Peki, CHP’de Özel yönetimi hiç muhalefet yapmıyor da ondan mı İmamoğlu bu gidişle kaybeder diye düşünüyor?
İmamoğlu, Ankara’da konuşurken Özel Edirne’de Selahattin Demirtaş’ı ziyaret ediyor, “el sıkışma açılımına” karşı, beş günlük Doğu-Güneydoğu turuna hazırlanıyordu örneğin.
CHP nasıl kaybeder?
İmamoğlu sanırım öncelikler ve iç kavgalardan bahsediyor.
Örneğin, sadece Özel tarafından değil, Özel yönetimini iktidardan sert eleştiren önceki Genel Başkan Kemal Kılıçdaroğlu tarafından da gündemde tutulan erken seçim konusuna İmamoğlu farklı yaklaşıyor.
“Bir muhalif partinin, her gün “erken seçim, erken seçim” demesi yerine, yani ben CHP’li olarak, partimin her gün ülkenin sorunlarına çözüm önerileri anlatan bir parti olmasını daha değerli bulurum” sözleri hem Özel hem Kılıçdaroğlu’na yönelik.
Türkiye’de erken seçim koşulları görmediğini de söylüyor. “Bütün partilerin oyu düşmüş gözüküyor” dedi, CHP’nin hâlâ “büyük oranda” birinci parti olduğunu ekleyerek; “Bunun da ne anlama geldiğini biliyoruz”. Orada durdu, “ülkede erken seçim ortamı bulunmuyor” demedi ama anlayan anladı.
Örneğin, Özel’in Mansur Yavaş’a “sağ açık”, kendisine “sol açık” demesine açıkça karşı çıktı. “Mansur Bey’in başarısıyla gurur duyarım dese de “Bu mevki işine hiç sıcak” değildi. Takım arkadaşlığı, yol arkadaşlığı olurdu, “bu işin sağ açığı, sol açığı olmazdı”; bunu Özel’e de söylediğini belirtti.
“Mesele” elbette adaylıkla da bağlantılı.
Aday kim olursa kaybeder?
“CHP ne yaparsa kaybeder?” sorusu bir anlamda Erdoğan’ın karşısında “Kimi aday gösterirse kaybeder?” sorusunu da içeriyor.

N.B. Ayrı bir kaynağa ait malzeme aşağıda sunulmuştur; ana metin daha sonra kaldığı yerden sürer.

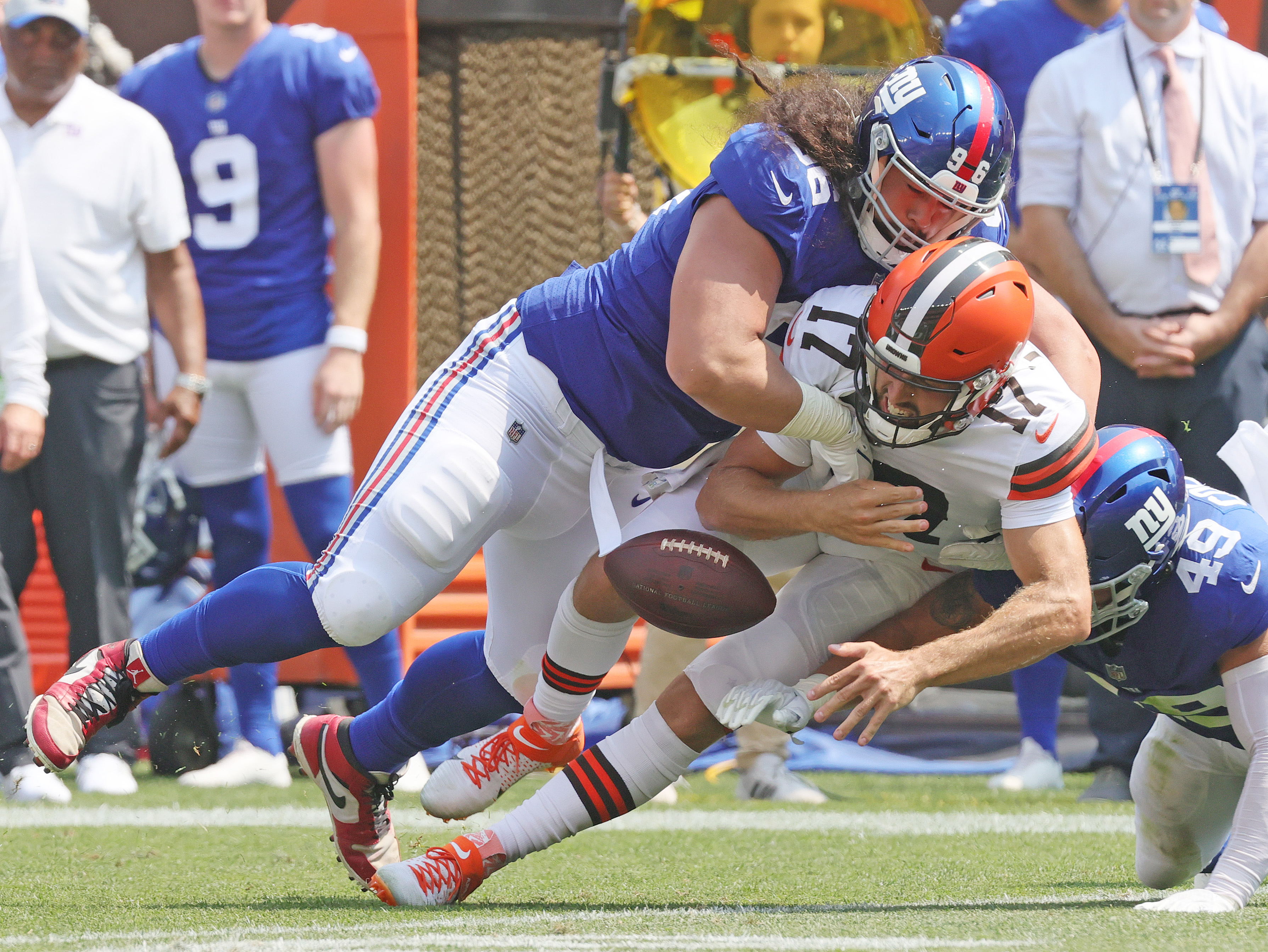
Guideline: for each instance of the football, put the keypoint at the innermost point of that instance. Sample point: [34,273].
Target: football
[690,584]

2023 seçimlerinde Erdoğan’ın karşısına Kılıçdaroğlu değil de İmamoğlu ya da Yavaş çıksaydı Erdoğan’ın kazanamayacağı hâlâ tartışılıyor.
“Şu anda sınıfta kalmış bir iktidar vardır” diyor İmamoğlu; “Biz sınıf atlayabilseydik, 2023 seçimini de kazanırdık.”
Adaylık sorularını duymazlıktan geldiğini şakayla karışık söylüyor. Zamanı gelince “partim karar verir, milletim seçer” basma kalıp bir yanıt ama gerçek durum da bu.
Adaylığın iki boyutu var. Biri Cumhurbaşkanlığı, diğeri de CHP Genel Başkanlığı adaylığı. Yavaş için ikincisi zor; CHP üyesi olsa da CHP teşkilatından gelmediği için. İmamoğlu’nun CHP’nin başına geçmesinin istinaf mahkemesinin hapis ve siyaset yasağı cezasını onaylamasına engel olacağını düşünenlerin Erdoğan’ı hâlâ tanımadıklarını söylemek de mümkün. Erdoğan’ın en çekineceği iki rakipten birini devre dışı bırakmak için, onun hapse girdiğinde beğenilirliğinin daha da artmasından çekineceğine mi güveniyorlar? Bir açılım bulur.
CHP istinaf kampanyasına hazırlanadursun; kendi siyasi yıldızlarına sahip çıkmayan elbette kaybeder.